By Stacy M. Brown, NNPA Newswire Senior National Correspondent
@StacyBrownMedia
The Urban Institute’s Coronavirus Tracking Survey, a nationally representative survey of adults ages 18 to 64, found that Black adults were more likely than White or Hispanic/Latinx to report being discriminated against or unfairly judged by a doctor or health care provider.
“These patterns are concerning given that health care disruptions and suboptimal quality that result from unfair treatment can lead people to delay or forgo care, to search for a new provider, and to experience adverse health consequences,” authors of the study wrote.
The report comes as Covid deaths and hospitalizations continue to soar, with people of color disproportionately affected.
It also comes as many advocates and activists call more attention to the dire maternal health crisis facing Black women.
CNN reported that Black women in the United States are more likely to die in pregnancy or childbirth than any other demographic – and the Covid-19 pandemic may be exacerbating one of the starkest disparities in American health care.
The network reported that health care practitioners and advocacy groups had raised the alarm that the pandemic may further increase barriers to care for pregnant women.
“Even before the pandemic, the United States was considered the most dangerous developed nation to be pregnant,” Stacey Stewart, CEO, and President of the March of Dimes, a nonprofit that advocates for better health care outcomes for mothers and babies, told CNN.
“Black women and women of color are far more likely to die — and that was the case even before the pandemic.”
Earlier this year, Congress introduced the Black Maternal Momnibus Act, providing pre-and post-natal support for Black mothers.
However, the bill has lingered since its February introduction.
The Urban Institute’s study, part of an ongoing body of work exploring patients’ reported experiences of discrimination and unfair treatment in health care, found:
- Roughly 5 percent of all nonelderly adults reported having been discriminated against or judged unfairly by a doctor, other health care provider, or their staff in the previous 12 months.
- Black adults (10.6 percent) were more likely than Hispanic/Latinx adults (4.5 percent) and White adults (3.6 percent) to report having experienced this type of discrimination or unfair judgment.
- Just over half of respondents reporting this type of discrimination or unfair judgment in the past 12 months indicated there were multiple reasons for it.
- Race or ethnicity (cited by 3.0 percent of adults) was the most common reason reported for perceived discrimination or unfair judgment by a health care provider or their staff, and 7.9 percent of Black adults reported having experienced this type of discrimination or unfair treatment.
- Black women (13.1 percent) and Black adults with low incomes (14.6 percent) reported having experienced discrimination or unfair judgment by a health care provider or their staff in the prior year at, exceptionally high rates.
- Although researchers found less prevalence of discrimination or unfair judgment than comparable surveys due to differences in survey wording and question reference period, the disparities in these experiences by race and ethnicity were similar across surveys.
Given the well-documented pattern, researchers asserted that it’s imperative to identify and implement needed changes in policy and practice to eliminate the systematically worse treatment that Black patients and other people who frequently experience discrimination receive.

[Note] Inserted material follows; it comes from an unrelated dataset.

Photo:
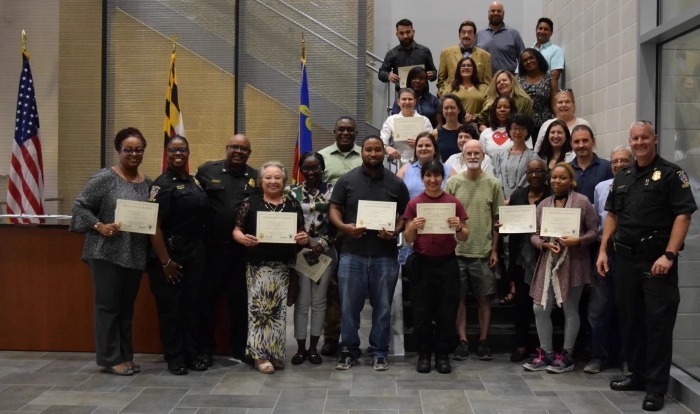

They determined that immediate steps include educating and training providers and other health care staff to acknowledge and recognize racism and the implicit, unconscious, and explicit biases ingrained in the health care system – including how such biases harm patients.
The Urban Institute researchers added that it’s vital that institutions acknowledge other forms of discrimination based on gender identity, language spoken, or health insurance coverage.
Researchers wrote that institutions should implement practices to disrupt these patterns to ensure that health care providers and their staff provide consistent, evidence-based, and culturally effective care.
They also should hold providers, their staff, and health care education institutions accountable for racist and other discriminatory policies and practices.
The authors continued that reducing inequities in the health care system will also likely require diversifying the racial, economic, linguistic, and educational backgrounds of physicians and other health professionals to more closely resemble the communities they serve.
Policies that would make the health care workforce more diverse and culturally competent include expanding and targeting scholarship and loan repayment programs for medical school.
Urban Institute researchers said that policies should include expanding training opportunities in other health professions for underrepresented communities and providing mentoring and tutoring programs to support a pipeline into these programs.
Further, the intentional implementation of antiracist medical school programming will also be essential.
At the same time, health policy and health services researchers should prioritize building the evidence base on what public and private investments and interventions reduce unequal treatment and contribute to equitable outcomes in the health sector.
“To fully ameliorate racial and ethnic inequities in health outcomes, policymakers and the health care system will need to confront and address the adverse experiences patients have when seeking health care and hold payers, providers, and their staff accountable for discriminatory practices and unfair treatment,” the authors wrote.